Now, show of hands: Who thinks Lucy Flores’s story is the last one we’ll hear during the primaries of a woman feeling not quite at ease around Joe Biden and his busy hands? It’s nice of Stephanie Carter to go to bat for him and say that she was never uncomfortable with him touching her but surely not everyone caught in an awkward photo with him feels the same. How many unwanted gropes does Biden need to get called out on before he’s in Al Franken territory?

This has the makings of an interesting #MeToo chapter, as there’s both more and less evidence against him than there is in the average example. Less in the sense that no one to my knowledge has accused him of something obviously inappropriate, as Al Franken was in grabbing asses and supposedly tongue-kissing Leeann Tweeden. More in the sense that there’s so much photo and video of Biden touching women at public events that it’s almost impossible to doubt Flores. Would Joe Biden really grab her shoulders, smell her hair, and kiss the back of his head? Well, yes. I don’t know about the kiss but we’ve seen him do the other stuff plenty of times.
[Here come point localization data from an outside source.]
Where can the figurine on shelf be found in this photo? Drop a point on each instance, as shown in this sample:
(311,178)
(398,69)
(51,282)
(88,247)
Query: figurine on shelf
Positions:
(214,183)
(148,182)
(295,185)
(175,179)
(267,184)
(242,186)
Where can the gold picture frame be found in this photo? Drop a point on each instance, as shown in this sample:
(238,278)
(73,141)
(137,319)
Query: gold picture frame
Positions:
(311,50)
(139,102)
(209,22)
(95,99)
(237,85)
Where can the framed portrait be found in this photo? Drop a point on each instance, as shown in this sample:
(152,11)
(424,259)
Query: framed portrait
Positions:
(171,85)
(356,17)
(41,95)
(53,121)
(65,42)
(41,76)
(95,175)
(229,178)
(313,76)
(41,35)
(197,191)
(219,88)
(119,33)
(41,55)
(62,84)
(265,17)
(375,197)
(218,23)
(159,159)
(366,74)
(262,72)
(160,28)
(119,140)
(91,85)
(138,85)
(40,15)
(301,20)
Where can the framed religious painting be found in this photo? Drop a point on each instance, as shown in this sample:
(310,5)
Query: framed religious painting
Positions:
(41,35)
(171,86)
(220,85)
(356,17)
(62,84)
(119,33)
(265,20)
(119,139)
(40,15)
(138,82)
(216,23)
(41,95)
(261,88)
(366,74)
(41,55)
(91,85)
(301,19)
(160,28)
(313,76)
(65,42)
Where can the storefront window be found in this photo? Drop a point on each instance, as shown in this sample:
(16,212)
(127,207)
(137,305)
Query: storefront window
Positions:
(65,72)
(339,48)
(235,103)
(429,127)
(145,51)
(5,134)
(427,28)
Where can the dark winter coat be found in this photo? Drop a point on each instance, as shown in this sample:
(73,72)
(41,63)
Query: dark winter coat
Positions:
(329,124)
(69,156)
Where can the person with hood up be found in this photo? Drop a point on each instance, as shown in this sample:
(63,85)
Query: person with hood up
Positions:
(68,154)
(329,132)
What’s the verdict on a public official who’s “handsy” but never clearly lascivious about it (“he is extremely affectionate extremely flirtatious in a completely safe way,” per Mika Brzezinski) and willing to do it in full public view to show that he sees nothing wrong with it? He’ll get a reprimand, for sure. Anything else, like disqualification from his party’s nomination for president?

What if the guy he’d be facing in the general election has been accused of much worse?

It’ll be fascinating to see how his Democratic opponents navigate this subject, particularly if Biden gets a strong bounce after he announces and seems like a prohibitive favorite to win. Obviously they’ll attack early — but if, after a month, the #MeToo talking point against Uncle Joe isn’t denting his numbers, maybe they’ll conclude there’s just not enough obvious prurient intent on Biden’s part to give it traction. Imagine Kirsten Gillibrand, who’s running as the candidate of female empowerment, having to decide whether to go all-in on giving Biden the Al Franken treatment or holding off for reasons of self-interest, expecting there might be a cabinet appointment in it for her eventually from President Biden if she doesn’t make his life too difficult. What does she do about all this?

One thing she might consider when deciding is whether a #MeToo offensive against a politician — any politician — is likely to be successful at this point in time. Warren Henry writes:

If Biden is a version of President Trump, the woke might consider Trump is president in part because he was willing to tough out any number of serious accusations against him and his campaign. Although the woke are empowered by the 24/7 outrage cycle on cable news and digital media, the incredible shrinking news cycle makes outrages more difficult to sustain in the face of a target willing to ignore them.

Just ask the top elected Democrats in Virginia, all of whom were expected to resign in the face of two blackface scandals and a claim of sexual assault. All three remain in office, and the stories seem like ancient history, despite having broken in mid-February. Outside the media—social and otherwise—riding out the storm often works.

Trump survived, the Virginians survived, Kavanaugh survived. Keith Ellison was dogged for months by abuse claims and got elected attorney general of Minnesota. Joe Biden’s not getting DQ’d for shoulder-rubbing — although he might get DQ’d for other sins against wokeness with the shoulder-rubbing thrown into the bill of particulars just to make the case as comprehensive as possible.